Getting ready to head back to Tuscaloosa for fall semester next week, I am initiating a list of some of our greatest amenities (to combat my growing dread that our new apartment will still be crawling with cockroaches when we get there). So, in no particular order
-Joe at PestPro Exterminators
-The Alcove
-Egan’s Bar
-The Black Warrior River
-The Arboretum
-Sokol Park
-The Bike Shop
-The U of Alabama Book Arts Program
-Hank Lazer and Creative Campus
-The Moody Art Gallery (Jasper Johns, Sally Mann, Robert Rauschenberg last year!)
-The Kentuck Arts and Crafts Center
-The Kentuck Festival
-OZ Music
-Little Italy Pizza
-Sitar (Great Indian food!)
-Ruan Thai
-Archibald’s BBQ
-Dreamland BBQ
-Maggie’s Diner
-Netflix (I recommend Laurel and Hardy.)
-JD’s
-BBQ nachos from the cart in JD’s parking lot
-Manna Foods
-Slash Pine’s 2010 Writer Hikes (Did someone say Slash Pine?)
-Claudia Keelan will be a visiting writer in residence at U of Alabama this spring!
-The Gorgas Library’s record collection
-Townes Van Zandt’s shout-out to T-town in “Waiting Around to Die”
-America’s Greatest Thrift Store
-Anne’s Tiques
-The Crimson Tide (Roll Tide! “It’s a tradition.”)
-Natty Ice is always on sale everywhere
-Fireworks are legal
-The St Paul United Methodist Church sign–it’s the most prophetic marquee in town (“We are too Blessed to Be Depressed”)
-Sometimes you can get a haircut and auto detailing in the same place
-Mockingbirds
-Magnolia trees
-Old train bridge in Northport
-Mary’s Cakes (Great croissants!)
-Bama Theatre
-Oliver Lock and Dam
-Cicadas
-Mule Day Chicken Fest (in Gordo)
-The Foundry (thrift store in Bessemer)
-Charlemagne Records (in Birmingham)
-The Bottle Tree (in Birmingham)
-Pie Lab (in Greensboro)
-Rural Studios (in and around Greensboro)

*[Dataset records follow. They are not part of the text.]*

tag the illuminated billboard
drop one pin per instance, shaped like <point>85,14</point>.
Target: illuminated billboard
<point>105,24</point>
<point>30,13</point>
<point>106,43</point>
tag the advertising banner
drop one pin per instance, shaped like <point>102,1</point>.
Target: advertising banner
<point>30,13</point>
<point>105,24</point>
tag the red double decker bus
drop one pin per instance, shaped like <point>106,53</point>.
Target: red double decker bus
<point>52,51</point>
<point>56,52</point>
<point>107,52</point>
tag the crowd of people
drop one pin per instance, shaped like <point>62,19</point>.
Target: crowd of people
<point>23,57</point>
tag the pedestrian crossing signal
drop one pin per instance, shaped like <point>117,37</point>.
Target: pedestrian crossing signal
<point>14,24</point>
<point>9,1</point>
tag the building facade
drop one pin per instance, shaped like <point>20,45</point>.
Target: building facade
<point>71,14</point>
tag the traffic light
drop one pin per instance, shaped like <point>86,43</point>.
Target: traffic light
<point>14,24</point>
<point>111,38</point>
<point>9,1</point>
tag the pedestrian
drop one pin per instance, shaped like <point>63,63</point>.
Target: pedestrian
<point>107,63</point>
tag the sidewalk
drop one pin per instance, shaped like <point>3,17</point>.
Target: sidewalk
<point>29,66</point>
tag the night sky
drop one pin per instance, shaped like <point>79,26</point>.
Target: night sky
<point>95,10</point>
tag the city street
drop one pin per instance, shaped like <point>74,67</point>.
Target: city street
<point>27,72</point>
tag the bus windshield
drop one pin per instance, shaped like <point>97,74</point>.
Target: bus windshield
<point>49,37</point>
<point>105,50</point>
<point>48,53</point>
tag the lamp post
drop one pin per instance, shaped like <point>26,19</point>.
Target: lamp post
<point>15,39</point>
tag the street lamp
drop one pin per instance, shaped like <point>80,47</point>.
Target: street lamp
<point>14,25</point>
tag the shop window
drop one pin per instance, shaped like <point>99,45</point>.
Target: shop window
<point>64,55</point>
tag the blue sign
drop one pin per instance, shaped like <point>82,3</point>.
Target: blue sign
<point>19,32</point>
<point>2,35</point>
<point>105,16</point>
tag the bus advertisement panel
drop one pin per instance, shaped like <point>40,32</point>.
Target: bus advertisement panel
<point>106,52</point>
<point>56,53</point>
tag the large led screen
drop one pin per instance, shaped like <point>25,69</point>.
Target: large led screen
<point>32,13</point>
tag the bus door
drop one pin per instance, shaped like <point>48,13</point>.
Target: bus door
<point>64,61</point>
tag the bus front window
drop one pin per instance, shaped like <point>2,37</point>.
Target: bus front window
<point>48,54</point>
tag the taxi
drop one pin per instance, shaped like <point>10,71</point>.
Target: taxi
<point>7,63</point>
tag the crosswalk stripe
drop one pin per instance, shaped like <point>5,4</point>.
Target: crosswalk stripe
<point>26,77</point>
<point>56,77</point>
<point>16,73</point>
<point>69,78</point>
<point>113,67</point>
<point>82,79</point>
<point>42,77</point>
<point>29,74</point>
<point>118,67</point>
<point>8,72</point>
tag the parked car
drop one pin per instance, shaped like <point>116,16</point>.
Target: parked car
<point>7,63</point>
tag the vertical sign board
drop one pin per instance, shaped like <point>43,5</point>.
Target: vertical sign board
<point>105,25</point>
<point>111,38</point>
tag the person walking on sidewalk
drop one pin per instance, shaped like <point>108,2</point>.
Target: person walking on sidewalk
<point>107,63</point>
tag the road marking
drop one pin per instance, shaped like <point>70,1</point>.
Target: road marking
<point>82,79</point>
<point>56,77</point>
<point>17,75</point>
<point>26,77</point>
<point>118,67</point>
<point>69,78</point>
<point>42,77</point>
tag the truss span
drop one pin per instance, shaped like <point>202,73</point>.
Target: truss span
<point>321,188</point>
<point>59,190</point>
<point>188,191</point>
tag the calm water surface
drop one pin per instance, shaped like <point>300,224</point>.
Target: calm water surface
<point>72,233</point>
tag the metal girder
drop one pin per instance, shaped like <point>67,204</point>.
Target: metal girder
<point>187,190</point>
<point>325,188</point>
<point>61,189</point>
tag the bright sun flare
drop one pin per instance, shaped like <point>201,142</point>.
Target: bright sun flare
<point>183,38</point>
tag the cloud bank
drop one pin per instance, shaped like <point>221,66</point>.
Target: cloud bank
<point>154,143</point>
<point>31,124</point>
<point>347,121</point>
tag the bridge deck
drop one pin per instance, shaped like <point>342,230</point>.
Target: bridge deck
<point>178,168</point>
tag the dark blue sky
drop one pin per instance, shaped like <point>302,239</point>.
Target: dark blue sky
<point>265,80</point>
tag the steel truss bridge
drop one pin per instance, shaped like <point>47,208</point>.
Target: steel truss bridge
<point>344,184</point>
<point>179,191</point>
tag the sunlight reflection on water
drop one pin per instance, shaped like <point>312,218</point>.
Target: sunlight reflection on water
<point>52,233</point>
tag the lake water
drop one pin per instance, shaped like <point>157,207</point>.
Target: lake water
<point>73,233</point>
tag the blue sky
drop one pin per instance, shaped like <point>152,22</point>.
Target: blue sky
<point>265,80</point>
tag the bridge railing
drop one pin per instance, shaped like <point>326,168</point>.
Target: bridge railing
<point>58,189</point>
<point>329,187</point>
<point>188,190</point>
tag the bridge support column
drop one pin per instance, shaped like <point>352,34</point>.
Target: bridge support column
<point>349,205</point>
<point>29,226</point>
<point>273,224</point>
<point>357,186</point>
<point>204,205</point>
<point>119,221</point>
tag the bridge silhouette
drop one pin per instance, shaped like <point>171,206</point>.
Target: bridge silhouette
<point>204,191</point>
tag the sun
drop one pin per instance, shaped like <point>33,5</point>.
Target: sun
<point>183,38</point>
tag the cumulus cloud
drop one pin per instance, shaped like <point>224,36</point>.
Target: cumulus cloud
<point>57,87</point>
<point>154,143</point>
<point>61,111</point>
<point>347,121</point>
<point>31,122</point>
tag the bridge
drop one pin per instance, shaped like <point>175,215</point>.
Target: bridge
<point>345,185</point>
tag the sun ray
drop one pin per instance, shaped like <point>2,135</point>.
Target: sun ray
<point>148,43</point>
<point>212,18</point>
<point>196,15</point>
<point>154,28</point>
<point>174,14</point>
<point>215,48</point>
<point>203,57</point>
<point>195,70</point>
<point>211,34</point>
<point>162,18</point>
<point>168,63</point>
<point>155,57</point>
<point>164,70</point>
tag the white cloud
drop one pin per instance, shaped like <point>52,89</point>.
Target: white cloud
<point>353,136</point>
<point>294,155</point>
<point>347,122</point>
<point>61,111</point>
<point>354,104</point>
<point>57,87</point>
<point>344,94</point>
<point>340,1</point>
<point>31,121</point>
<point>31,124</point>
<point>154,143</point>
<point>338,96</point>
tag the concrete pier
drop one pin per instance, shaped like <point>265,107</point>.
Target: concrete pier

-Mustang Oil (in Greensboro)
*Special Note: Whiskey is way cheaper at ABC Beverages.
On my to-do list:
-Civil Rights Museum (in Birmingham)
-Hank Williams Museum (in Montgomery)
-William Faulkner’s house (in Oxford, Mississippi)
-Flannery O’Conner’s peacock farm (in Milledgeville, Georgia)
In the words of Robert Creeley, What do you do,/ what do you say,/ what do you think,/ what do you know.
6,5,4,3 Hikes: Need Readers
We need readers for our writer hikes on September 18th @ Sokol Park–54 total (we’re getting there). We don’t care you if you’re a student, a faculty member, or just a plain old citizen from Tuscaloosa. If you’re willing to hang out in Sokol Park bike trail for a little bit, read 3-5 minutes of another person’s work, and then join the hike you’re working on, we absolutely would love to have your assistnace. If interested, please email me at slashpinepress@gmail.com.
The Poetics of Grant Writing
As of seven years ago, I was lucky enough if I could keep a checkbook. Bills were numbers which were abstractions which, in turn, would make my wife’s jaw hit the floor at my gross, fiscal incompetence. I was a poet, damn it. Leave the fucking money out of it.
Today, I just finished an email exchange with The University of Alabama’s Office of Sponsored Programs. I was talking about budgets and matches. Earlier today, I talked with my co-founder about future plans and how to pay for things–most importantly, how to sustain ourselves and shoestring together resources.
The upshot: grant writing is time consuming and detail dense and requires portions of my brain I thought were as developed as an infant’s sense of balance. It’s something you have to earn, often at no-pay if you want to build something from the ground-up.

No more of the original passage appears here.